The findings shed light on periods of abrupt climate change in the planet’s history while offering new understanding of the impacts of today’s climate crisis.

“Studying the past teaches us how today is different. The rate of CO2 change today really is unprecedented,” said Kathleen Wendt, lead author of the study and an Oregon State University assistant professor in the College of Earth, Ocean and Atmospheric Sciences (CEOAS), in a press release from University of St. Andrews. “Our research identified the fastest rates of past natural CO2 rise ever observed, and the rate occurring today, largely driven by human emissions, is 10 times higher.”

The international research team conducted a detailed analysis of the chemicals in ancient Antarctic ice, which showed the impact of human carbon emissions.

Over hundreds of millenia, ice containing gases from the atmosphere trapped in air bubbles built up in Antarctica.

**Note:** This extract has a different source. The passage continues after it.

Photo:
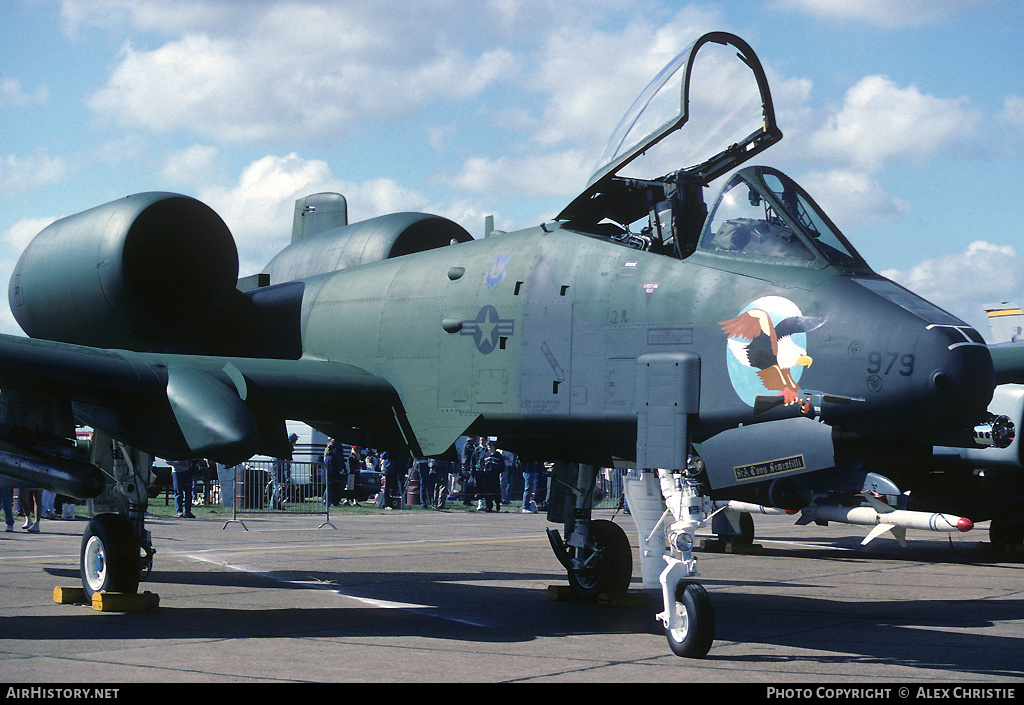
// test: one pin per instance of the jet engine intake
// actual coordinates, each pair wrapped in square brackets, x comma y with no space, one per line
[134,274]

Scientists drill cores as deep as two miles in order to take samples of the ice, analyze trace chemicals and put together records of the climate of the past.

Prior research revealed that the last ice age — which came to an end roughly 10,000 years ago — contained several periods during which carbon levels appeared to spike. However, Wendt said the measurements didn’t contain enough detail to show the complete picture of the changes, hampering scientists’ ability to comprehend what was going on.

“You probably wouldn’t expect to see that in the dead of the last ice age,” Wendt said in the press release. “But our interest was piqued, and we wanted to go back to those periods and conduct measurements at greater detail to find out what was happening.”

Using samples from the ice core of the West Antarctic Ice Sheet Divide, the team found a pattern showing that the sharp increases in carbon dioxide occurred alongside cold intervals in the North Atlantic — known as Heinrich Events — associated with abrupt global climate shifts.

“These Heinrich Events are truly remarkable,” said Christo Buizert, co-author of the study and an associate professor with CEOAS, in the press release. “We think they are caused by a dramatic collapse of the North American ice sheet. This sets into motion a chain reaction that involves changes to the tropical monsoons, the Southern hemisphere westerly winds and these large burps of CO2 coming out of the oceans.”

Carbon increased by approximately 14 parts per million during the 55 year period of the most prominent of the natural rises, and the spikes happened roughly once every 7,000 years. Today that magnitude of increase only takes from five to six years.

The evidence suggested that during the periods of natural increase, westerly winds integral to deep ocean circulation were also getting stronger, bringing about a quick release of carbon from the Southern Ocean.

“These Heinrich Events kick off an astonishing sequence of rapid shifts in climate around the world,” said co-author of the study Dr. James Rae of the University of St. Andrews School of Earth and Environmental Sciences. “They start with a weakening of the North Atlantic’s circulation system, which causes rapid cooling in NW Europe, sea ice expansion from Scotland to New York, and disruption to tropical monsoons. Our paper shows they also change winds and circulation in the ocean round Antarctica, which belches out CO2.”More From EcoWatch

The study, “Southern Ocean drives multidecadal atmospheric CO2 rise during Heinrich Stadials,” was published in the journal Proceedings of the National Academy of Sciences.

Previous studies have suggested that climate change will cause westerly winds to get stronger over the course of the next century. The researchers noted that, if that happens, their findings suggest the Southern Ocean’s ability to absorb human-generated carbon will be reduced.

“We rely on the Southern Ocean to take up part of the carbon dioxide we emit, but rapidly increasing southerly winds weaken its ability to do so,” Wendt said.